On 2012-05-28, at 2:52 PM, Andreas Schwab wrote:

> I was telling rubbish, the code is actually ok.
> 
> Andreas.


Thank you for your help sir.

On 2012-05-28, at 4:15 PM, Richard wrote:

> Hi,
> 
> when you suspect the assembler look at the output of "objdump -S test.o" and 
> compare with assembler input. You can also try to singlestep the asm code,
> (stepi, info registers) in gdb and perhaps you have "ddd" or similar 
> available?
> 
> Richard


Hi Richard.  Unfortunately I do not have objdump on NEXTSTEP, but I think I 
have another tool that I can use to disassemble the object file with.  Thank 
you very much for the suggestion on single-stepping the asm code with gdb.  I 
have gdb 4.7 and also SuperDebugger, which is a NEXTSTEP native "equivalent" of 
DDD.  I used them already to narrow the issue down to the jump tables, but have 
very limited experience with asm code debugging.  I will explore this option a 
bit, since I am sinking deeper and deeper into the porting process :-)

On 2012-05-28, at 5:50 PM, Vincent Rivière wrote:

> On 28/05/2012 14:06, t-rexky wrote:
>>      lsll #2,d0
>>      movel pc@(L8,d0:l),d0
>>      movel d0,a0
>>      jmp a0@
>>      .const
>>      .align 1
>> L8:
>>      .long L2
>>      .long L3
>>      .long L4
>>      .long L5
>>      .long L6
>>      .long L7
>>      .text
>> L3:
> 
> On my m68k-atari-mint port, the code generated by GCC is a bit different.
> Especially, I don't have those lines:
> .const
> .align 1
> ...
> .text
> 
> That's quite surprising because I can't find that ".const" directive in the 
> gas manual. I don't know what it does. But if the goal of that directive 
> would be to change the output section, the generated code may be wrong, due 
> to PC-relative addressing.
> 
> I suspect you have that ".const" somewhere in your configuration file, maybe 
> in the ASM_OUTPUT_CASE_END macro. If this is the case, try to remove that.

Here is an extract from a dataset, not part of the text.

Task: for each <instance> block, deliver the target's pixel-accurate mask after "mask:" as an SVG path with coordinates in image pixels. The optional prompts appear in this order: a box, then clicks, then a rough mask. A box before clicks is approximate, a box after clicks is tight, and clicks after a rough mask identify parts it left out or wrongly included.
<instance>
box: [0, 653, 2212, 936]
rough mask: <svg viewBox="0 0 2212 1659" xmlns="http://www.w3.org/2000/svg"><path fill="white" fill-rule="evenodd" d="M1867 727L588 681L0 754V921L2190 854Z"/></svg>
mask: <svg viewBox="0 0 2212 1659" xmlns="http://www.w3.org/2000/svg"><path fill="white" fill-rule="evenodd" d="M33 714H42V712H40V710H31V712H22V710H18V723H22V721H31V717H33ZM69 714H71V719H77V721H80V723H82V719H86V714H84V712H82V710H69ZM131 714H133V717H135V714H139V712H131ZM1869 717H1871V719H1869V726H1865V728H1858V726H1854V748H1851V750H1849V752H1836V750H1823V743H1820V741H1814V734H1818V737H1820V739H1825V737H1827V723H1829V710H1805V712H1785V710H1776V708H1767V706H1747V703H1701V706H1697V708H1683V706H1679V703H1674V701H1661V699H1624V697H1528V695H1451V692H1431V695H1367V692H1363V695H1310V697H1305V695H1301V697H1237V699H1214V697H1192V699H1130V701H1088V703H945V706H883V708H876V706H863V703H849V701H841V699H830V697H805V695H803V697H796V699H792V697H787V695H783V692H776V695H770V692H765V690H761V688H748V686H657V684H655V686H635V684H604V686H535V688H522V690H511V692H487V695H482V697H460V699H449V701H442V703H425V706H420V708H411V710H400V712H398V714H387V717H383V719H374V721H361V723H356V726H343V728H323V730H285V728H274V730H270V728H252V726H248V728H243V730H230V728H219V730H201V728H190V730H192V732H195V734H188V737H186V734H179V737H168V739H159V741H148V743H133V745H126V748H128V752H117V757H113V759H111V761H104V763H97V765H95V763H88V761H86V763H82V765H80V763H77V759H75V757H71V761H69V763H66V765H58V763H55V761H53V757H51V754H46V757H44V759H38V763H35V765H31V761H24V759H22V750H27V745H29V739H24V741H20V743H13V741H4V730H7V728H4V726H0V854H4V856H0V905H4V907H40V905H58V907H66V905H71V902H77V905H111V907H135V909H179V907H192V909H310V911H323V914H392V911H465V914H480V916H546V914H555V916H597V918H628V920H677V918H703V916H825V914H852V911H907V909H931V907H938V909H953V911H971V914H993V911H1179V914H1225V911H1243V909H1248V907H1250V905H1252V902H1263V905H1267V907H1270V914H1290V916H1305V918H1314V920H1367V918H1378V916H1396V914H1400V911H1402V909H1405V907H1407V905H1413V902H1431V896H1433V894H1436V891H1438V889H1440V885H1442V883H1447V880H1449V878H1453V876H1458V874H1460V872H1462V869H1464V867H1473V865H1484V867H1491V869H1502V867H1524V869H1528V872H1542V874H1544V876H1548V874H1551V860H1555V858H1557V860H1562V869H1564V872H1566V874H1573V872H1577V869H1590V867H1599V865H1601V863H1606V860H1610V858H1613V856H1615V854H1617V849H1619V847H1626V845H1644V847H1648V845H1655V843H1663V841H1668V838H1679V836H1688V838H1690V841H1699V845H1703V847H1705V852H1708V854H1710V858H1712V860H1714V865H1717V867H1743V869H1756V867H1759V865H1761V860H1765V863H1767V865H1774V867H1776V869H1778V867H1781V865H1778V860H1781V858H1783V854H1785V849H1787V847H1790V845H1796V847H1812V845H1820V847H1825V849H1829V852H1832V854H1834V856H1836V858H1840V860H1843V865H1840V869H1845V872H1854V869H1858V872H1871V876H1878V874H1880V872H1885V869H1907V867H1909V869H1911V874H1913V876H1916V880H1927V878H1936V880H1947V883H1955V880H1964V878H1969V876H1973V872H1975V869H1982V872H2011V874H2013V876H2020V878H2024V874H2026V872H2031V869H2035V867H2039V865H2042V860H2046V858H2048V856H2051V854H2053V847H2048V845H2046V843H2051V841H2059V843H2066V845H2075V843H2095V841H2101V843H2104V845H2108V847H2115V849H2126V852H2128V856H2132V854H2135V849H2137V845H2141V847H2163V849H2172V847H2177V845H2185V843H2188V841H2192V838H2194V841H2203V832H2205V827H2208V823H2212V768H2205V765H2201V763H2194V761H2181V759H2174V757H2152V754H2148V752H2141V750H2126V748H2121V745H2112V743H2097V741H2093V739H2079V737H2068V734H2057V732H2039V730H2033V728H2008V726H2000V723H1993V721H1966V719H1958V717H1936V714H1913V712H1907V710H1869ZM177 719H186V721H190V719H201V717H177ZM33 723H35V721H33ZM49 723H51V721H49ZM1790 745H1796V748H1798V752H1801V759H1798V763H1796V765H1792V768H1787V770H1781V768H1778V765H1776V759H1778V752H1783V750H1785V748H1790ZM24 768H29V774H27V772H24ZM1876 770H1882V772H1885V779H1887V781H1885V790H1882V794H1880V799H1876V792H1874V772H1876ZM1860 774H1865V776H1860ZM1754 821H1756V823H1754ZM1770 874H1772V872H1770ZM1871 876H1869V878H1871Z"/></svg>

The NEXTSTEP assembler is a very heavily modified gas-1.38 and the .const 
directive indeed changes the output section.  To quote the NeXT manual 
directly: "The compiler places all data declared const in this section and all 
jump tables it generates for switch statements."  I am trying to figure out 
exactly what has changed in gcc, since the jump tables  worked just fine with 
gcc-3.4.6 and the exact same target configuration I am using.  And because of 
the significant NeXT modifications to gas-1.38, I will not be able to port a 
newer gas version.

As a side note, I also tried to move my configuration over to gcc-4.2.4 and the 
build fails in a very similar way.  It does seem, however, to be at least 3 
times faster than 4.4 and 4.6 :-).

> See the documentation there:
> http://gcc.gnu.org/onlinedocs/gccint/Dispatch-Tables.html
> 
> Also, the following define is probably mandatory if your target allows a 
> separate read-only data section :
> 
> #define JUMP_TABLES_IN_TEXT_SECTION 1
> 
> See there:
> http://gcc.gnu.org/onlinedocs/gccint/Sections.html#index-JUMP_005fTABLES_005fIN_005fTEXT_005fSECTION-4432
> 
> Good luck.
> 
> NB: From the two macros above, JUMP_TABLES_IN_TEXT_SECTION is probably the 
> closest to your solution.

Thank you very much for the references.  Over the last week I tried all 
possible combinations of target configuration, including using PC relative jump 
table configuration from your mint port.  So far I had no luck, unfortunately.  
I really do not understand what I am missing here, but I will spend some more 
time with this.  I feel like I am almost there, and it would be a great step 
forward for the NeXT community.

> -- 
> Vincent Rivière

Thank you again to everyone for your help!